First, Herbalife has terminated its dividend and instead plans to increase its buybacks. Nothing wrong with that unless you are a dividend investor who was depending on that dividend for income. It just seems odd that it wouldn't want to do both a dividend and a stock buyback to show the street confidence. In the first entire quarter it only spent $30.4 million on its dividend compared to $255 million for the single month of April alone in stock buybacks. Was the nearly 9 to 1 ratio of buybacks to dividend not enough? Still, not a big deal as the dividend yield wasn't that big anyway.
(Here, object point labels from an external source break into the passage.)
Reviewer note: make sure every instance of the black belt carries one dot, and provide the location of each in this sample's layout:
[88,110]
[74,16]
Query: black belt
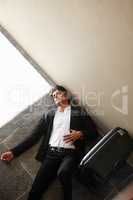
[61,149]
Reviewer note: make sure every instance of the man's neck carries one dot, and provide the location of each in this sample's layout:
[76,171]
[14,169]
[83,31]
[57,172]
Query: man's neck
[62,107]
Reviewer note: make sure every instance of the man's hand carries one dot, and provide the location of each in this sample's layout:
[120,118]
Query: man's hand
[72,136]
[7,156]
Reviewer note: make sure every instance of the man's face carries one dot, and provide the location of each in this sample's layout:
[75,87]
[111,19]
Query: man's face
[59,97]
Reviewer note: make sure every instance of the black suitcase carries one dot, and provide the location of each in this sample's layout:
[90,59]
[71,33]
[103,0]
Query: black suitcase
[106,155]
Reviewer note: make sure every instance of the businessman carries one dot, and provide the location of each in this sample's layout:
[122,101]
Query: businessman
[64,132]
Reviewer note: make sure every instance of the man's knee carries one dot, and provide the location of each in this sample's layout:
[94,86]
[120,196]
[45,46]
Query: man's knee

Next, Herbalife's guidance excludes "the impact of expenses (primarily for legal and advisory services) relating to the company's response to information put into the marketplace by a short seller." That short seller is, of course, Bill Ackman. The fact that the company is spending so much money on publicity to counter somebody's opinion, instead of just proving him wrong with retail sales logs, is a bit odd. Since apparently this cost is so high that it has a material effect on the results to the point where the company wants to separate it out, isn't this a real expense for the operations and a real cost of doing business and generating revenue? If it's not, why bother fighting Ackman and wasting shareholder money? If it is vital to the business operations, then it is a very real expense. Companies like Herbalife, legitimate or not, legal or not, are always going to have their critics. Should McDonald's not count its marketing response to Taco Bell's breakfast launch in its guidance? Of course it should count it all.
Finally, Herbalife's guidance excludes "expenses related to a FTC inquiry." Again, these are important expenses that may be ongoing for years and are vital to sustaining Herbalife's business operations, revenue creation, and profitability. They are very real expenses that involve real cash and are ongoing. They are a cost of doing business, and Herbalife shouldn't exclude them and neither should investors.
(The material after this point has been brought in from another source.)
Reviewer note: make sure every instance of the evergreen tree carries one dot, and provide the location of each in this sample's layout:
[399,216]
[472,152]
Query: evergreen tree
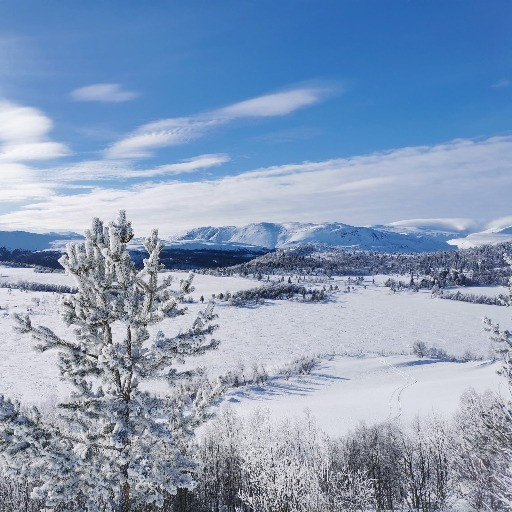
[116,445]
I won't pretend to know exactly how much these ongoing "one-time" costs will be, but I don't think investors should take Herbalife's guidance or even "adjusted" earnings numbers seriously. Ackman for example said he will be shorting Herbalife to the end of the Earth so how can the company exclude its never-ending responses expenses from its numbers? And what method does it even use? When it spends money on marketing presentations in response, is the company not also marketing itself to generate new distributors and sell more products at the same time? Does the company now expect investors to exclude entirely these marketing expenses just because Ackman is the focus?
Maybe if Herbalife wants to break away numbers, it should focus on breaking away its retail sales numbers to ultimate end users so that it can prove itself legitimate. Then maybe it wouldn't have to worry about Ackman, other short sellers, or the FTC.
Disclosure: I have no positions in any stocks mentioned, and no plans to initiate any positions within the next 72 hours. I wrote this article myself, and it expresses my own opinions. I am not receiving compensation for it (other than from Seeking Alpha). I have no business relationship with any company whose stock is mentioned in this article.